Our study also shows that high classification accuracies can be obtained across sessions, which attests to the good reliability of the procedure. The stable representation of valence across the brain and across time is relevant for further clinical applications such as fMRI neurofeedback. Future neurofeedback studies will have the option to provide feedback of brain patterns (LaConte, 2011; Shibata et al., 2011; Sitaram et al., 2011) instead of restricted ROIs which might lead to more pronounced behavioural effects. As an example, the design of this study could be translated into a neurofeedback paradigm in which depressed patients would receive neurofeedback on their emotion regulation in response to the presentation of the positive, negative or neutral IAPS pictures. As depression has been associated with physiological abnormalities that are dispersed across the brain, it might be crucial to attempt to regulate patterns of brain activity across the whole brain with the aid of MVPA. Given the time constrains that apply to neurofeedback, the feasibility of real-time feedback from a pattern classifier was tested by running the SVM procedure only once. This resulted in very high prediction accuracies suggesting that the future for neurofeedback experiments applying real-time classification looks promising.
4.2. Univariate versus multivariate analysis
Although the sensitivity threshold of the univariate and multivariate analysis seems to differ only marginally, the group-level probability maps resulting from the univariate analyses were based on a substantially higher number of voxels due to the feature elimination steps conducted in the multivariate analyses. While the masks used to create the univariate-based group maps contained on average 109,701 voxels, the number of voxels that survived RFE ranged from 600 to 1400. Hence the likelihood of spatial overlap between discriminative voxels was much higher in the univariate compared to the multivariate analysis. Yet, we found the opposite: the group-level probability maps based on the univariate analysis showed less spatial overlap than the multivariate-based group maps.

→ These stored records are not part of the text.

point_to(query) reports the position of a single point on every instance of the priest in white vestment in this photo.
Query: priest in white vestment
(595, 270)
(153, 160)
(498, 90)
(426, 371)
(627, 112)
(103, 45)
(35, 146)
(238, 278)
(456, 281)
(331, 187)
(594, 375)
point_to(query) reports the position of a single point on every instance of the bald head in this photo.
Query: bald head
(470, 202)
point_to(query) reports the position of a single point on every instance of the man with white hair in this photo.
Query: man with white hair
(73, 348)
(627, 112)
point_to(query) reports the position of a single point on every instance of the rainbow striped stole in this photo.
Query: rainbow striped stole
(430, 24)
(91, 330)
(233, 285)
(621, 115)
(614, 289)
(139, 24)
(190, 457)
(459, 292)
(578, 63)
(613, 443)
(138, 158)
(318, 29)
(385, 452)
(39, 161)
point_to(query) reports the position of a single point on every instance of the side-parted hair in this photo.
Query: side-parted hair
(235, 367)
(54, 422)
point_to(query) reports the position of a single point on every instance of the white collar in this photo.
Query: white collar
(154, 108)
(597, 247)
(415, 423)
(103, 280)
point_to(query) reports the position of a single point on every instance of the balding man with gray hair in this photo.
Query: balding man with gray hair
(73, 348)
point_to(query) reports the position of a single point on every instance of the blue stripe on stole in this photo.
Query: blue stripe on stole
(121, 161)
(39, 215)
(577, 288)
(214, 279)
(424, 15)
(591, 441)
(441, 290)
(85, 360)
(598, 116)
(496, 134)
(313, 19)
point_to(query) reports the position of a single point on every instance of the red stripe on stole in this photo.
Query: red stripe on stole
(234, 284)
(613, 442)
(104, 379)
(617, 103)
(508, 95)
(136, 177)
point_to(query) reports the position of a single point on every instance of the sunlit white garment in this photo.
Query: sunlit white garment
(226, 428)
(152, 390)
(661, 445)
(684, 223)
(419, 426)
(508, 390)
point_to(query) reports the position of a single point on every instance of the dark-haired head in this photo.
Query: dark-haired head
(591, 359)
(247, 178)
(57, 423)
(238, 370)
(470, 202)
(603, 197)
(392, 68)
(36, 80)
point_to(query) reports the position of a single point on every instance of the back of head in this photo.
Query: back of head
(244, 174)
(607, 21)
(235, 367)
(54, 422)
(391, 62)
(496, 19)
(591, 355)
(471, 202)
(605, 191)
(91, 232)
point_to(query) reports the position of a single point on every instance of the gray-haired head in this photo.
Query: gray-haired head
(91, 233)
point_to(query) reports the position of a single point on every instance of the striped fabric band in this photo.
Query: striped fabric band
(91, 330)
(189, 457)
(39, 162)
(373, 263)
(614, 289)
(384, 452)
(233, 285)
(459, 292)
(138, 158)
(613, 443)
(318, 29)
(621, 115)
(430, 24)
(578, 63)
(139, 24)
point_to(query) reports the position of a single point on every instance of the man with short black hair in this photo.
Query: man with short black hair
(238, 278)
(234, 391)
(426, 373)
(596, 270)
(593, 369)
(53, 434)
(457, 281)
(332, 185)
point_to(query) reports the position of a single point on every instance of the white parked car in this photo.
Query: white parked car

Because of the ability of MVPA to detect fine-grained activation patterns, MVPA thus seems more sensitive to detect stable representations. One reason for the lower stability of the univariate analysis might be that the activity levels in the areas for different conditions cancel each other out because of the high overlap between the conditions (Murphy et al., 2003). Another explanation could be that relatively weak activations that discriminated between conditions are too subtle to be picked up by univariate approaches. Several studies that compared the neural correlates of different valence conditions via a passive IAPS picture viewing paradigm in healthy subjects did find suprathreshold clusters. A direct comparison of negative over positive valence for instance resulted in clusters in the bilateral VLPFC and along the left middle and bilateral superior temporal gyrus in one study (Kensinger and Schacter, 2006), yet did not result in any significant clusters in another (Gerdes et al., 2010). It must be noted however that different studies selected different pictures from the IAPS database and that these studies were conducted in healthy individuals.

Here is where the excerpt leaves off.